In a recently announced action --  the first of its kind – the FTC charged vitamin and supplement marketer The Bountiful Company with “review hijacking.”  The FTC’s complaint asserts that Bountiful, which sells products under Nature’s Bounty and other popular brand names, took advantage of certain Amazon functionality in order to use reviews from one of its products on other unrelated ones. The complaint explains that the functionality allows Amazon vendors and third-party sellers to create “variation relationships” between and among products sold on Amazon.com that are substantially similar, i.e., products that differ only in very specific ways, such as “color, size, quantity or flavor.”

So, if a marketer sells both 100 count and 300 count bottles of the same supplement, those products can appropriately be in a “variation relationship." When products are in such a relationship, they share the same product detail page on Amazon, and the page displays the total number of ratings and reviews and the average star rating for all of the products in the variation relationship. They also share any  “#1 Best Seller” or “Amazon’s Choice” badges.  For products that are identical as to their core characteristics, this approach makes sense: it provides the consumer with appropriate information about how consumers review and rate those substantially similar products.   

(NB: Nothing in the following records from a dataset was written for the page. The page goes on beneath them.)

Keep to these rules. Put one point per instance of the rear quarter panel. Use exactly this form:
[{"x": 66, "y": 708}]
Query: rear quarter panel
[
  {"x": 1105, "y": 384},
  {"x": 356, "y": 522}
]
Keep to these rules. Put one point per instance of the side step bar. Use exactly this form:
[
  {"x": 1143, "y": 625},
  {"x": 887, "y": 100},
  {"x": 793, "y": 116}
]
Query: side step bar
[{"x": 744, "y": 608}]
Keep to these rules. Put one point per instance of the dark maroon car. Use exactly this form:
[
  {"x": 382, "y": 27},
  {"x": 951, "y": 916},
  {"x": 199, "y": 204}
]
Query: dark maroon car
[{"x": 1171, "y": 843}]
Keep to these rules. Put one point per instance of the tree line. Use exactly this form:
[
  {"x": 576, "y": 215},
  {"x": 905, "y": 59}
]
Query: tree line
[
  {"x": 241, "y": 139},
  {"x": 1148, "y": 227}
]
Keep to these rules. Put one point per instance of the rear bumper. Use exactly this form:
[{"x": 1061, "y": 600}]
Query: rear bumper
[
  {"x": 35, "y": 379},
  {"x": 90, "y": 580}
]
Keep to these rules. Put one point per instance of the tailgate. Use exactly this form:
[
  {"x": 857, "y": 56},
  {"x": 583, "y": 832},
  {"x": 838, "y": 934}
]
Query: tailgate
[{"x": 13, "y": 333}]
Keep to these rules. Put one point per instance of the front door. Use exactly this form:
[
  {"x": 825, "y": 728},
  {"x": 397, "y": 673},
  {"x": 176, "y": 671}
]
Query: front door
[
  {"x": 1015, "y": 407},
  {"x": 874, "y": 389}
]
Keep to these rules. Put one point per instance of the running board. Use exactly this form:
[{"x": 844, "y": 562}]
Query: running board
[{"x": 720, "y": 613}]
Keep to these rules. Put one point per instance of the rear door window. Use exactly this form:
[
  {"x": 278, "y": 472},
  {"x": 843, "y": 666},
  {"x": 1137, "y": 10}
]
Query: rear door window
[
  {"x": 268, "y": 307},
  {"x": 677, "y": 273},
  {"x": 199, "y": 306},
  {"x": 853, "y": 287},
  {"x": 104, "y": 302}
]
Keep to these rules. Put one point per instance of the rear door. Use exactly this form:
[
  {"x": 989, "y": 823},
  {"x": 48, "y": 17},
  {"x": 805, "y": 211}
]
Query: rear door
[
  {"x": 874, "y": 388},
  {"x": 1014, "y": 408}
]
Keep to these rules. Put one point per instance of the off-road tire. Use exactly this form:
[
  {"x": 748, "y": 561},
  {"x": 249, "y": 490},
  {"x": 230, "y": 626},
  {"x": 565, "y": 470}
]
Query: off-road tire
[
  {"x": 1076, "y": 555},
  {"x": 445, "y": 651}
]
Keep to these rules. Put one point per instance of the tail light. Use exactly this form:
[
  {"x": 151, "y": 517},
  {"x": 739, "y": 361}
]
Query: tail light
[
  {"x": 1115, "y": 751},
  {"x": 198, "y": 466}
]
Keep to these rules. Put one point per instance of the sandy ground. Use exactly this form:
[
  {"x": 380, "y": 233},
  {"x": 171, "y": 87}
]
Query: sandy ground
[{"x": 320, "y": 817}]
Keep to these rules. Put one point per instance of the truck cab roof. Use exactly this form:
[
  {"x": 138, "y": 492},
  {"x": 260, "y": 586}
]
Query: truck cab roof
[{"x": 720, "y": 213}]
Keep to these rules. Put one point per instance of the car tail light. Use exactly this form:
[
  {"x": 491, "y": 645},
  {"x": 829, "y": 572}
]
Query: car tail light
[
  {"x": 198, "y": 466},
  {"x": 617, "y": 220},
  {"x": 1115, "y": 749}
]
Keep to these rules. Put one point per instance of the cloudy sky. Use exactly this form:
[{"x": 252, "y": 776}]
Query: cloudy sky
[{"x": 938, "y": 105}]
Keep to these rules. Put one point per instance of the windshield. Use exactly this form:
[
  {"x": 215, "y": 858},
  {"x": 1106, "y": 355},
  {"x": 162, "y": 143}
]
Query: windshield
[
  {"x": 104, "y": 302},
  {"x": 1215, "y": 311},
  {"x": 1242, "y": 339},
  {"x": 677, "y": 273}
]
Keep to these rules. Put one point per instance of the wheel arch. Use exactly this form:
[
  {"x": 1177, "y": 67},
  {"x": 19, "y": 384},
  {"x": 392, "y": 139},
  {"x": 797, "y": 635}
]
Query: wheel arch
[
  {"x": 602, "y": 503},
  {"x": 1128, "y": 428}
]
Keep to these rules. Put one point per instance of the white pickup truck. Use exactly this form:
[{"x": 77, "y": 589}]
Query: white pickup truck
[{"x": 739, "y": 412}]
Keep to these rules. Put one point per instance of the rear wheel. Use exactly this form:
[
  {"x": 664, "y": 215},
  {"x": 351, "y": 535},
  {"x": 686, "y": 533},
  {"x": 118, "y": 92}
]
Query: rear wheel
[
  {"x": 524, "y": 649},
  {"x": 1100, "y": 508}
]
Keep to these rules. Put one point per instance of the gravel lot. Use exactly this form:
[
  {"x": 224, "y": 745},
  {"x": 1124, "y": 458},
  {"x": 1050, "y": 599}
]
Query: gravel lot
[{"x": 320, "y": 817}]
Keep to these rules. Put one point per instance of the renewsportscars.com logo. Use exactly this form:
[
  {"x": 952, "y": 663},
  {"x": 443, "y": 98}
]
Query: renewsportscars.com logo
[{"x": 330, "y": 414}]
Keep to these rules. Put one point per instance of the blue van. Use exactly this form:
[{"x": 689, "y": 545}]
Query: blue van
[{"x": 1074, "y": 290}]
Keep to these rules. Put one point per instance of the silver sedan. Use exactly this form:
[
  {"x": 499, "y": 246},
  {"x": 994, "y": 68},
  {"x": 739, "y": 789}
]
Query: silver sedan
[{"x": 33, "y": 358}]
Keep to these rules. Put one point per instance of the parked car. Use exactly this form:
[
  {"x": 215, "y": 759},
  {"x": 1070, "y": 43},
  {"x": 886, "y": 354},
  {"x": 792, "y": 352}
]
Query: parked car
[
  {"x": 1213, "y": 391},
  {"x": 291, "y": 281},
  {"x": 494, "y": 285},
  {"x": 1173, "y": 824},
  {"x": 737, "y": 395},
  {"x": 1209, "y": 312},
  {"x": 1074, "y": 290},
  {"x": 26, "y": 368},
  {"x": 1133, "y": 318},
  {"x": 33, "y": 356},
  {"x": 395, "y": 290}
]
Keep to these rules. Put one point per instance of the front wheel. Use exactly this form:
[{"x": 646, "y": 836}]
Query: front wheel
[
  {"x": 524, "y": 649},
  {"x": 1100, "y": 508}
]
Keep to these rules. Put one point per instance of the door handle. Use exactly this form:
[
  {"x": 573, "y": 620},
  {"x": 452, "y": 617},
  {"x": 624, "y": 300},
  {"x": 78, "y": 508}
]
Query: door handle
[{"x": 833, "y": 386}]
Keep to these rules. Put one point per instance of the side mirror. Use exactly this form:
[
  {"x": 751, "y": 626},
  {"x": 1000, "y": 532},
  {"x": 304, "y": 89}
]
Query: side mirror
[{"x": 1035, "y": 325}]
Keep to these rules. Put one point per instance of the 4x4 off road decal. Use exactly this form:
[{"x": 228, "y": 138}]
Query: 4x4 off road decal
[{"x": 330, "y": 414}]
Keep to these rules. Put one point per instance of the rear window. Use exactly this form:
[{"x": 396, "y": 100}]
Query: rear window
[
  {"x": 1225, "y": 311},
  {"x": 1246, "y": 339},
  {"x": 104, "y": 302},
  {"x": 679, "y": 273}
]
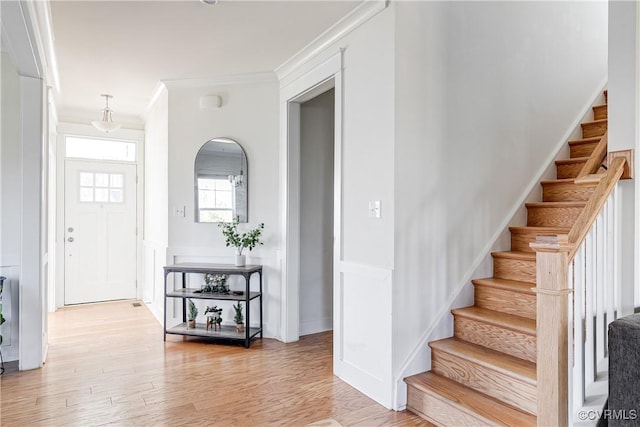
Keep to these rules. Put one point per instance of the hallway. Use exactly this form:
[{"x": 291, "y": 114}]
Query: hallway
[{"x": 108, "y": 365}]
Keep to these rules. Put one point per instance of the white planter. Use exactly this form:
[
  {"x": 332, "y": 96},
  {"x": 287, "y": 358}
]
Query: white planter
[{"x": 241, "y": 260}]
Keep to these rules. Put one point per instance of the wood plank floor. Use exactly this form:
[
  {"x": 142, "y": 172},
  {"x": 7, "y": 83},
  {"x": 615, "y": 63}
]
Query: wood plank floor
[{"x": 108, "y": 365}]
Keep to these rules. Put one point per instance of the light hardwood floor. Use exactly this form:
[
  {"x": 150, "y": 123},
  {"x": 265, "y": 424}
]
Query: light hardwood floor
[{"x": 108, "y": 365}]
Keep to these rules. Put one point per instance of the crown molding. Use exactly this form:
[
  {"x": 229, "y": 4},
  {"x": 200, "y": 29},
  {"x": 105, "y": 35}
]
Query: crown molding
[
  {"x": 248, "y": 78},
  {"x": 17, "y": 39},
  {"x": 39, "y": 14},
  {"x": 358, "y": 16},
  {"x": 160, "y": 88}
]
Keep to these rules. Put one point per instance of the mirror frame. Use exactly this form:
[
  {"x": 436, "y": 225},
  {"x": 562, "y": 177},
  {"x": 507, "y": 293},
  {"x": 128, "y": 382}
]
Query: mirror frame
[{"x": 245, "y": 183}]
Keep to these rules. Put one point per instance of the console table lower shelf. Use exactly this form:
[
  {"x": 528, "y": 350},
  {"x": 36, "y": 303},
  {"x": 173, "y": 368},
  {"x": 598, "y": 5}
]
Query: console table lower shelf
[{"x": 225, "y": 332}]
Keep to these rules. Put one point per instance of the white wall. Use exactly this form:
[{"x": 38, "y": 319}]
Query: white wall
[
  {"x": 249, "y": 115},
  {"x": 156, "y": 211},
  {"x": 624, "y": 124},
  {"x": 485, "y": 92},
  {"x": 316, "y": 213},
  {"x": 10, "y": 242}
]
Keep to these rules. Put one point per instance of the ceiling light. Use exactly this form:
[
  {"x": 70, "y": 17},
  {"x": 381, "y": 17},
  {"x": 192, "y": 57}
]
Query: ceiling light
[{"x": 106, "y": 124}]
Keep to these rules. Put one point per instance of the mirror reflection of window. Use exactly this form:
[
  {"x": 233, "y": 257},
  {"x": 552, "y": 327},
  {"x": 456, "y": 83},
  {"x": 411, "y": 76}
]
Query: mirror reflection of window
[
  {"x": 215, "y": 200},
  {"x": 220, "y": 180}
]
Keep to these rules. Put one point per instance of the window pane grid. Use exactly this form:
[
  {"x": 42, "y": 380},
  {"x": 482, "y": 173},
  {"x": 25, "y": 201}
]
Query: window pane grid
[
  {"x": 100, "y": 187},
  {"x": 215, "y": 200}
]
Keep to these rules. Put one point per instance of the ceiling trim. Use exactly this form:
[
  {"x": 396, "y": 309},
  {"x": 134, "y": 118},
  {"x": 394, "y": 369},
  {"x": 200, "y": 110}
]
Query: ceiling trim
[
  {"x": 39, "y": 14},
  {"x": 220, "y": 81},
  {"x": 17, "y": 39},
  {"x": 358, "y": 16},
  {"x": 160, "y": 87}
]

However, this is not what Bountiful did.  Rather, the complaint alleges, in order to help boost interest in its products that were not garnering the same good reviews as some of its others, it created “variation relationships” between those products, allowing the poor-performing products to be haloed by the reviews on the well-performing ones. The problem, of course, is that the products in the relationships Bountiful created were not actually substantially similar: they had different formulations.  As a result, consumers saw Amazon’s Choice badges, best seller badges, and 4.5 star reviews on products that hadn’t earned them. Not surprisingly, FTC alleged that this conduct was false and misleading and a violation of Section 5 of the FTC Act.

The proposed order requires Bountiful to pay $600,000 as monetary relief for consumers, and prohibits the company from making similar types of misrepresentations. It also bars the company from creating variation relationships, or using other deceptive review tactics, to create a false impression about consumers’ reviews of its products.

If the message hasn’t gotten through yet, this is yet another pointed reminder that the FTC is really focused on the product review eco-system to ensure that it actually provides trustworthy information to consumers and is not used to mislead them. Review hijacking is just the latest target in its increasingly long line of enforcement actions involving product reviews. Not only has the FTC brought numerous actions, but it has also announced an advance notice of proposed rulemaking, in which it is seeking public comment on whether the FTC should promulgate a trade regulation rule on the misleading use of reviews and endorsements.  If it does, the FTC would be able to obtain civil penalties from advertisers who violate the law through review hijacking and other misuse of consumer reviews.